Canada, Iceland, and Ireland have
recently tried different mechanisms, using randomly selected citizen assemblies
as part of the public decision making process. In Ireland, one of these mechanisms led
to the historical approval of gay marriages.
In Spain, there have
been some proposals and experiences only in the margin of the political system (for
example, with the Citizens Assembly for Climate Change), but popular juries and
presidents of ballot stations are selected by lotteries and the results have
been very positive.
The imperfections of electoral
democracies have been well known by some of the best social scientists such as
Kenneth Arrow and Larry Bartels. Amartya Sen argues that these difficulties
should not lead to pessimism or desperation, but to exploring how to improve the existing systems. This can be done accompanying them with tools of deliberation,
like those of citizens’ assemblies.
There is little doubt that existing institutions are a very small subsample of all possible institutions, but we are often locked in inefficient evolutionary outcomes because of inertia, vested interests and switching costs.
Of course, there are no panaceas, and following the lessons
of Arrow, the perfect mechanism of aggregating individual preferences in a
democracy does not exist. The main problems of a lottocracy, beyond the existence of vested interests that stop it, are how to make it
compatible with the mobilization of discriminated constituencies (workers and women),
and with the political skills (managing alliances and the corridors of power) necessary to
push for fair reforms or social transformations.
Workers rights, women rights, green parties: would they have
emerged without fighting and mobilization of massive groups? Perhaps lottocracy in the form of
citizens’ assemblies is better adapted to solving current challenges such as
ethinc conflict and diversity.
Would Ireland have delegated the issue of Gay Marriage to a
citizens’ assembly without the fight of the LGTB community through (mainly
leftist) political parties in countries that took the step previously? Would
women be even accepted in citizens’ assemblies without the previous fight of
the sufragettes and the (left wing) parties that promoted female voting?
Doesn’t lottocracy take for ganted many freedoms for which
people had to fight through movements, trade unions and political parties? Can we afford to spend massive resources in promoting lottocracy in front of the urgent task of democratically stopping Donald Trump and Marine le Pen?
Elections and political parties will remain necessary for a
while, but it is worth exploring the expansion of sortition to new arenas (starting with sports clubs and universities?).

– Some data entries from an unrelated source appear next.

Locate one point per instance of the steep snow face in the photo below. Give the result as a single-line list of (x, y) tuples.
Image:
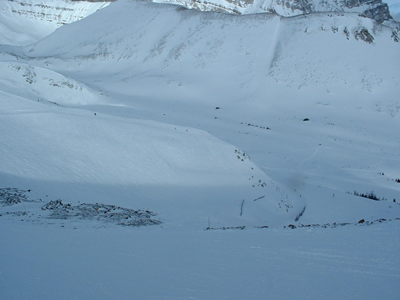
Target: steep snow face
[(294, 93), (376, 10), (183, 174), (23, 22)]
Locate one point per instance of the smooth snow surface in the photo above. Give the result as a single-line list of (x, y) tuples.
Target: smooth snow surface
[(215, 125)]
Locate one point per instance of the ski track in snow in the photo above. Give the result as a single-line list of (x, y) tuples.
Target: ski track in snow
[(193, 122)]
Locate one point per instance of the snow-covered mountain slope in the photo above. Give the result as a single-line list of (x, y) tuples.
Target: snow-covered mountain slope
[(251, 81), (375, 9), (183, 174), (23, 22), (209, 127)]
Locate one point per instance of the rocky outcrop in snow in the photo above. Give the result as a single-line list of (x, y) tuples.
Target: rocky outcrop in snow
[(374, 9)]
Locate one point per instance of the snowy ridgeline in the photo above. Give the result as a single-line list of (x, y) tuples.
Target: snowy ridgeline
[(27, 21), (263, 151), (124, 71)]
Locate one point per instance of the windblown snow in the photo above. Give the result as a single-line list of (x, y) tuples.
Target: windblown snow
[(151, 151)]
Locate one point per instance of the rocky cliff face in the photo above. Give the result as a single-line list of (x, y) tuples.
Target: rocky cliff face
[(374, 9)]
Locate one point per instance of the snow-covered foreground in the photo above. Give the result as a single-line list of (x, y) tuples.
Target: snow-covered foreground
[(123, 141), (53, 262)]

Elections and political parties need serious reforms. These are difficult, but not impossible. When
reforms happen (as with secret voting in Chile, or electronic voting in Brazil), the results can be encouraging. Take Chile: citizens’ assemblies by
sortition could have helped or complemented the constitutional assemblies that
failed to produce a new Carta Magna, but perhaps also would (complementarily) the reliance on
traditional parties that had experience in reaching broad-based agreements –and
that were marginalized in the constituional process.